同じ大学に入ったは良いが、学科が違うと顔合わせる機会もあまりなく、一緒にいる時間が激減した俺たち4人。
昼飯などは一緒にとるのだが、そのときに名前が出した話題に、俺たち3人は揃って顔をしかめることになった。


「さいきん席隣の子がたくさん話しかけてきて、授業中あんまり寝なくなった」
「へえ、しつこいのか?」
「ん」
「…もしかして、それって男か?」
「んー…、なんとかくん」
「……ふぅん」


名前がそいつの名前を覚えていないのは当然だが、個人特定できないのは痛い。
…名前は昔からとても可愛かったが、大学生になった今、そこに色気も加えられて…なんだ、その…。み、魅力的というか、だな。と、とにかく、…そ、そうだ。大人に、なった。だから、というか…高校生くらいからだったか、男に告白されるようになったのだ。

だけど、高校のときは中学の時のように俺たちという壁…というか、なんというか…まあ、そうだな、壁という表現が一番合ってるか。ああ、壁だ。俺たちという壁があったためか、名前が1人じゃないときは、よほどのことが無い限り(それこそ、告白する時以外)、男たちは近寄ってこなかった。…だけど…


大学では、ぐだらーは1人だ。自分たちという壁もない。
…名前は、無防備だ。いつも寝ているし、警戒心もない。もしボーッと1人で突っ立っているところをトイレかなんかに連れ込まれて襲われでもしたら…?

チラリと俺は、名前を見る。…ウトウトしていて、眠そうだ。こいつは、この無防備さがデフォルトだ。……このままでは襲われるのも、時間の問題かもしれない。
どうしたものかと頭を抱えていると、名前が急に立ち上がった。


「どうしたんだ?」
「ん、クレープ買ってくる」
「あ、ああ、分かった」

スタスタと人ごみの中に消えていく名前をボーっと見つめていると、松野が立ち上がった。それに続けて、半田も立ち上がる。


「…?どうしたんだ、お前たち」
「どうしたんだ、じゃないでしょ染岡。さっきの話聞いてなかったワケ?」

さっきの話というのは言うまでもなく、名前に近づく男の話だろう。
でも、それと立ち上がるのは何の意味があるんだ?俺がそう聞くと、松野が顔をしかめる。  


「染岡、食堂は人がたくさんいるんだよ。…それだけ危険ってコト」
「あッ!」
「あ?どうした、半田…って、あ」


半田が指差すほうを見ると、列に並んでいる名前の横に一人の男が。

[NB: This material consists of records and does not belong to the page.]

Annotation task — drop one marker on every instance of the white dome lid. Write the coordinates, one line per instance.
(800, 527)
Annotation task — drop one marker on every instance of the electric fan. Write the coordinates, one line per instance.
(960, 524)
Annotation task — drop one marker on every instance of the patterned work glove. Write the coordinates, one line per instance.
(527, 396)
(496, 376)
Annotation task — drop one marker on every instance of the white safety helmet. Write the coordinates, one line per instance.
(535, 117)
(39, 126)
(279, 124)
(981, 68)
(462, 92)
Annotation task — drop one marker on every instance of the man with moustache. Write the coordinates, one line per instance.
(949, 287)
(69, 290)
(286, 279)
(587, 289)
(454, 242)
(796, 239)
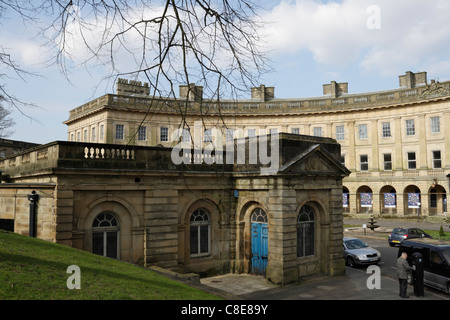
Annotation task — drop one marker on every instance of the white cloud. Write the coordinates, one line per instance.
(412, 33)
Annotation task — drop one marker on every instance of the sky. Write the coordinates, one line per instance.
(366, 43)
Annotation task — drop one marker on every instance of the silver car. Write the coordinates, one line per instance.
(357, 252)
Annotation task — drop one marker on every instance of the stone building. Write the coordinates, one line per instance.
(396, 142)
(10, 147)
(136, 204)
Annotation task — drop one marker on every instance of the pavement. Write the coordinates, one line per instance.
(356, 284)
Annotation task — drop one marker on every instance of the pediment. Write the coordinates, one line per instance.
(315, 161)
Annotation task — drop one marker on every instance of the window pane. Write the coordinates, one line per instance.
(362, 131)
(387, 162)
(119, 131)
(437, 163)
(410, 128)
(111, 244)
(411, 160)
(97, 243)
(309, 239)
(340, 133)
(204, 239)
(164, 134)
(386, 130)
(142, 134)
(317, 132)
(364, 159)
(194, 239)
(435, 125)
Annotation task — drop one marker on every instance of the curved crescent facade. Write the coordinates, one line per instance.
(396, 143)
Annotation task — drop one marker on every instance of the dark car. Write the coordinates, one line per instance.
(356, 252)
(399, 234)
(436, 260)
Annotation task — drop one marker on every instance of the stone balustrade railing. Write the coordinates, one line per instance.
(249, 106)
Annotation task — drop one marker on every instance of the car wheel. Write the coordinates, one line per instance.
(350, 262)
(410, 279)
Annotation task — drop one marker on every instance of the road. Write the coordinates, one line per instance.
(389, 257)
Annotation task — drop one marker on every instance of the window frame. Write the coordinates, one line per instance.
(306, 247)
(437, 160)
(387, 164)
(104, 231)
(340, 135)
(198, 226)
(412, 163)
(363, 165)
(386, 130)
(410, 127)
(142, 133)
(164, 134)
(120, 132)
(435, 124)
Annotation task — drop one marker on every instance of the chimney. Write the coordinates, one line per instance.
(335, 89)
(263, 93)
(131, 87)
(412, 80)
(191, 92)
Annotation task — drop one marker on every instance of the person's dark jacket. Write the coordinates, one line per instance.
(403, 268)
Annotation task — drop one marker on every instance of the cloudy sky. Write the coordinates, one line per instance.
(367, 43)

しかもソイツは、馴れ馴れしく名前の肩に手を置いていた。
頭に血が上っていった、気がした。俺はすぐに名前のもとへ向かい、彼女の腕を引っ張り列から引き離した。


「染岡?どしたの?」
「いいから来いよ」
「ちょっと待てよお前!何急に名前ちゃん連れて行ってんだよ!」
「あ゛?」
「ひッ!」


俺が付いてきた男を睨みつけると、男は情けない声を上げて体を引いた。松野がゲラゲラと笑っている。
すると名前が半田に、この男が授業中によく話しかけてくるなんとか君だと教えていた。…なるほどな、コイツが…。

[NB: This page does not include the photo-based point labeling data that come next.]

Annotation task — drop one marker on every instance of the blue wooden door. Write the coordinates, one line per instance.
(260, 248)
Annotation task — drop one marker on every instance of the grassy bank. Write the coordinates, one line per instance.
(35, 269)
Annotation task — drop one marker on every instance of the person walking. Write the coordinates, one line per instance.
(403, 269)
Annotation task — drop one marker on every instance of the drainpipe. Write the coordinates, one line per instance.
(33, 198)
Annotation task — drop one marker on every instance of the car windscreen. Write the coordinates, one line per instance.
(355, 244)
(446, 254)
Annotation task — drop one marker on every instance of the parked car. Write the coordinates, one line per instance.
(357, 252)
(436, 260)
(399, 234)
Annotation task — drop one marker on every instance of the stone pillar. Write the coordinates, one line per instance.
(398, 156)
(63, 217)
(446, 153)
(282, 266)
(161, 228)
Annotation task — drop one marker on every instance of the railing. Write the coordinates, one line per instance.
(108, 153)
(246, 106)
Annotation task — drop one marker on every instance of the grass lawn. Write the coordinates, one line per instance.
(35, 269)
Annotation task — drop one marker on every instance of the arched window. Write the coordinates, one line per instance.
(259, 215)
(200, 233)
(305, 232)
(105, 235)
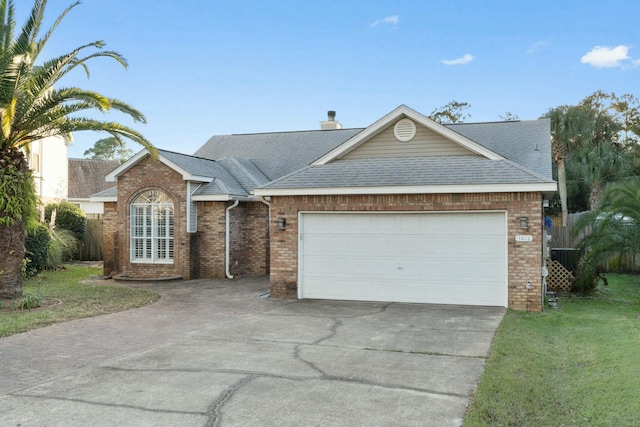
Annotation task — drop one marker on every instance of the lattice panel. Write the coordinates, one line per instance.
(559, 278)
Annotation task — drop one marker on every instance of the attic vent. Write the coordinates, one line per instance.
(404, 130)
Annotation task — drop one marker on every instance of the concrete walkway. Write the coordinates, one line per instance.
(211, 353)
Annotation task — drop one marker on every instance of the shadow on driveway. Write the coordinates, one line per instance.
(211, 352)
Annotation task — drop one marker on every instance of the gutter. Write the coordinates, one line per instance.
(227, 243)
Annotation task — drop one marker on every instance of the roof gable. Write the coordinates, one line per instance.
(425, 143)
(434, 138)
(191, 168)
(86, 176)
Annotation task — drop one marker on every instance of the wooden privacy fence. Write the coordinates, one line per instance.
(92, 244)
(561, 239)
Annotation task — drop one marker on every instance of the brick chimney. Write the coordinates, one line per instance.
(331, 122)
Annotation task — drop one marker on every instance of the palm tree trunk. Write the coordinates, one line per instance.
(562, 189)
(11, 256)
(595, 194)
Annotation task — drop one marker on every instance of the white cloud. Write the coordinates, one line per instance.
(606, 57)
(460, 61)
(537, 46)
(389, 20)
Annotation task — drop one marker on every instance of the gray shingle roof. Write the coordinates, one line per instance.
(409, 171)
(276, 154)
(86, 176)
(527, 142)
(109, 192)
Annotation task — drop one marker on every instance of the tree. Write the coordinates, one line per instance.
(592, 166)
(613, 228)
(570, 126)
(33, 106)
(453, 112)
(109, 149)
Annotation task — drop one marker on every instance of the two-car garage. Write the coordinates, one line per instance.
(441, 258)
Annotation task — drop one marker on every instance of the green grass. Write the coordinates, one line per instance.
(578, 365)
(64, 298)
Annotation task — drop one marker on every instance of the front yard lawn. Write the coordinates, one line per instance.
(64, 298)
(578, 365)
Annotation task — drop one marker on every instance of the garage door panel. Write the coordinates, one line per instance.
(453, 258)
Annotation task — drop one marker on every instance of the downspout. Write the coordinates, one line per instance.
(227, 242)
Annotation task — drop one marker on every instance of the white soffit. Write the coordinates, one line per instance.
(400, 113)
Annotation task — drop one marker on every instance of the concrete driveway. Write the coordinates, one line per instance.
(211, 353)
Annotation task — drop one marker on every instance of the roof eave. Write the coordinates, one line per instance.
(404, 111)
(222, 198)
(113, 175)
(543, 187)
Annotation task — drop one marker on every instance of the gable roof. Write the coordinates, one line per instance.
(230, 177)
(86, 176)
(526, 142)
(406, 175)
(503, 156)
(276, 154)
(401, 112)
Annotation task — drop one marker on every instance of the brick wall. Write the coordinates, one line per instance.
(109, 237)
(196, 255)
(209, 251)
(249, 239)
(525, 259)
(149, 174)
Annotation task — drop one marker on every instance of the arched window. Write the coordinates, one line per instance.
(152, 228)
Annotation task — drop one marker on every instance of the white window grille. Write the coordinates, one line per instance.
(152, 228)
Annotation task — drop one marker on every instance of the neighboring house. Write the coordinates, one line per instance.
(48, 162)
(404, 210)
(86, 177)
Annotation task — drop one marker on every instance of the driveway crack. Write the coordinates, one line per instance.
(213, 412)
(332, 331)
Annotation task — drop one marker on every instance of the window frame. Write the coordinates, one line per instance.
(152, 228)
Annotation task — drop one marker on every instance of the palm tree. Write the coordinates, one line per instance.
(593, 166)
(613, 228)
(570, 127)
(33, 105)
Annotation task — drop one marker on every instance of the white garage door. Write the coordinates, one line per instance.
(441, 258)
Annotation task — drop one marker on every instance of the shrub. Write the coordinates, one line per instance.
(68, 217)
(62, 248)
(28, 302)
(37, 243)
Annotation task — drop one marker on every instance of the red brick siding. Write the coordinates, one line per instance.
(200, 254)
(147, 175)
(109, 238)
(249, 239)
(210, 243)
(524, 259)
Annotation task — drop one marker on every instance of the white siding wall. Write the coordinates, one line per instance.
(425, 143)
(51, 178)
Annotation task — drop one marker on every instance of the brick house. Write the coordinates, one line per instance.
(404, 210)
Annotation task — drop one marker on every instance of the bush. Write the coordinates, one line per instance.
(36, 249)
(68, 217)
(62, 248)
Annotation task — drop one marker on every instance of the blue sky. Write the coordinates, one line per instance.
(199, 68)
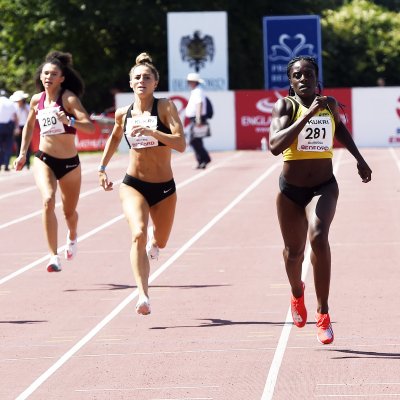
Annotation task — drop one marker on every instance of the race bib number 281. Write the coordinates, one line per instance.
(48, 121)
(316, 135)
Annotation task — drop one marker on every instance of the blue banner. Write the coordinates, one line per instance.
(287, 37)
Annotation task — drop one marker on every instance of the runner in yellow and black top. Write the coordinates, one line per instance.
(303, 127)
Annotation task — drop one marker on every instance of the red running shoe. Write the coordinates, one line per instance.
(324, 328)
(299, 312)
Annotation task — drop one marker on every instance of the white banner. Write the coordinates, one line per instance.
(197, 42)
(222, 125)
(376, 116)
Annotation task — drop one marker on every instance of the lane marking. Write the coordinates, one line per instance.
(89, 336)
(87, 235)
(117, 182)
(273, 372)
(394, 156)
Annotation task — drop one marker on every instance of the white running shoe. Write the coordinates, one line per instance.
(143, 306)
(152, 250)
(71, 248)
(54, 264)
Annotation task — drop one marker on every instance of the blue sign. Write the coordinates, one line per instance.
(287, 37)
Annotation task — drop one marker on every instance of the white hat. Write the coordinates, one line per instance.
(19, 95)
(194, 77)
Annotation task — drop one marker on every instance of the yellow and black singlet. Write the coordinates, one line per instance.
(316, 138)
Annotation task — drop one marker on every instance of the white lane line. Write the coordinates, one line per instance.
(33, 187)
(82, 342)
(60, 249)
(394, 156)
(273, 372)
(117, 182)
(106, 224)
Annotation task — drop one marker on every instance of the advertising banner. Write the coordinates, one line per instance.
(286, 37)
(253, 109)
(376, 116)
(197, 42)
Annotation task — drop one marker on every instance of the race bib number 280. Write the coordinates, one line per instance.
(48, 121)
(316, 135)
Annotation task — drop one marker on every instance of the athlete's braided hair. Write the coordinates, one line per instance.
(73, 81)
(309, 59)
(146, 60)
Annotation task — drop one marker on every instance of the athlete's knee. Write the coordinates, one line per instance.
(319, 239)
(139, 238)
(49, 203)
(70, 213)
(293, 255)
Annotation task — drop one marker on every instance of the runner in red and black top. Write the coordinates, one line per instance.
(152, 128)
(59, 113)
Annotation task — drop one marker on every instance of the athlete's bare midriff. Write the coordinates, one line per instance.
(307, 173)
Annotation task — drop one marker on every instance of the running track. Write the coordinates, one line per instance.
(219, 327)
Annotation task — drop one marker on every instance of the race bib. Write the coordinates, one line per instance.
(316, 135)
(48, 121)
(141, 142)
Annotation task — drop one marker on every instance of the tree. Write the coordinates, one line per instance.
(361, 42)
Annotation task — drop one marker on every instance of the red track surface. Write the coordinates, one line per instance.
(219, 327)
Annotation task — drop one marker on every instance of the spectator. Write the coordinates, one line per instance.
(19, 97)
(8, 120)
(196, 111)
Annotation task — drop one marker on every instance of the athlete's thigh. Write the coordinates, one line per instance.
(70, 187)
(162, 215)
(325, 207)
(135, 208)
(293, 222)
(45, 179)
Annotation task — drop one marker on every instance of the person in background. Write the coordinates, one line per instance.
(303, 126)
(8, 121)
(152, 128)
(19, 97)
(196, 111)
(60, 113)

俺たち3人が一斉に奴を見ると、男は肩を震わせた。…まあ、当然だと思う。
俺は普通の奴らより背が高くて強面だし、松野は派手な服装で、一見不良みたいだ。半田は…、まあ、普通の大学生だが。

そんな俺ら(俺と松野)に睨まれたら、大抵の奴は怯んでしまうだろう。目の前にいるなんとか君も例に洩れず、だった。

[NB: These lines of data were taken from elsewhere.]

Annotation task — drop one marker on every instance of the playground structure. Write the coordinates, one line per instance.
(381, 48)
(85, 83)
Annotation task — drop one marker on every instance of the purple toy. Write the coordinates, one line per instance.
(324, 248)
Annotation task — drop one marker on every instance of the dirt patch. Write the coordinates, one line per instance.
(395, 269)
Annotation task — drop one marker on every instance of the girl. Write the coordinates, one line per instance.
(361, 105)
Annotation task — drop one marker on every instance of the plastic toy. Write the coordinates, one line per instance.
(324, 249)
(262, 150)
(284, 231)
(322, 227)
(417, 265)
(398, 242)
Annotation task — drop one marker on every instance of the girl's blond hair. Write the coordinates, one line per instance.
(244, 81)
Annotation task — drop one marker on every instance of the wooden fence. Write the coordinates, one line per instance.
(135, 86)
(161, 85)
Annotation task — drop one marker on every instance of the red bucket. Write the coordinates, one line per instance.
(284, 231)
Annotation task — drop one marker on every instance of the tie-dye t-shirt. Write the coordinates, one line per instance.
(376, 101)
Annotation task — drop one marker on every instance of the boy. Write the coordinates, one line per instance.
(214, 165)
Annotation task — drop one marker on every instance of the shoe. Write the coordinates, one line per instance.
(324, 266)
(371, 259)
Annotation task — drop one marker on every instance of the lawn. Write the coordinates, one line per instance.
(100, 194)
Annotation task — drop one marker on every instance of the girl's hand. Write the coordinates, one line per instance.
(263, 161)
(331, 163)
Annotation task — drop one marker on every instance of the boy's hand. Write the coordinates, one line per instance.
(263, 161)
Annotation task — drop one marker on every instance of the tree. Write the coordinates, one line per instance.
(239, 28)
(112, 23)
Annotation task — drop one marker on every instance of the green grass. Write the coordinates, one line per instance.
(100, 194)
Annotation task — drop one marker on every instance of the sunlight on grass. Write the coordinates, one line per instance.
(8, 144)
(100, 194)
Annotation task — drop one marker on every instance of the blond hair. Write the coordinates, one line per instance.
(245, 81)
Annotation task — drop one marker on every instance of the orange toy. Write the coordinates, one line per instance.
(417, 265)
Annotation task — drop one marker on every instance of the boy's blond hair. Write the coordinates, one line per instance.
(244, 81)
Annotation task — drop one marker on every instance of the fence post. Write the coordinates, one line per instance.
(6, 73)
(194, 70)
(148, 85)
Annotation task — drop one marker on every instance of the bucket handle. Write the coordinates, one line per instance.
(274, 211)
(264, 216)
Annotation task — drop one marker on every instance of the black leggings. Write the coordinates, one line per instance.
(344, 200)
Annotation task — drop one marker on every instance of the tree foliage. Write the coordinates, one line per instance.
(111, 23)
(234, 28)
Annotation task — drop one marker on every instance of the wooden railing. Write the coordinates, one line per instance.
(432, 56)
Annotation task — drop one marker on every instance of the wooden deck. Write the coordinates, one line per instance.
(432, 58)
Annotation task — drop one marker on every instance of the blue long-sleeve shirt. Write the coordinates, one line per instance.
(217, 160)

「キミが名前に何を求めているのかは分からないけどさぁ…、隣の席なのに名前も覚えてもらえてないような奴に名前のお守りはつとまらないと思うよ?」
「な、名前を覚えていない…?そ、そんなまさか…、名前ちゃん、俺…鈴木、だけど、わかるよね?」
「すずきくん?っていうんだね」
「!!!!」


名前の心を抉る一撃によってダメージを受けた鈴木はふらふらとした足取りでこの場を離れていった。
そんな鈴木を見送らずに、半田が満面の笑みで名前の腕を引きながらクレープの列に並びなおしていた。…半田もイイ性格になったよなぁ…。

俺と松野は荷物を置いてきた机まで戻る。その途中で、松野が溜息を吐いた。



「でも、いつまでも今日みたいなことやってられないよね」
「ああ…、そうだな」


俺たちは、大人になりつつある。いつまでも4人でいられるわけじゃない。
…だからこそ。だからこそ、限られた時間を4人で過ごしたいのだ。誰にも邪魔をされることなく、今までのように。

その輪を邪魔するやつがいたら、俺はそれを許さない。もちろん、松野も半田も同じだと思う。言葉や態度には出さないが、きっと名前もだろう。
誰であろうと、俺たちの邪魔はさせない。


俺たち4人の時間をこれまで以上に大切にしようと思った。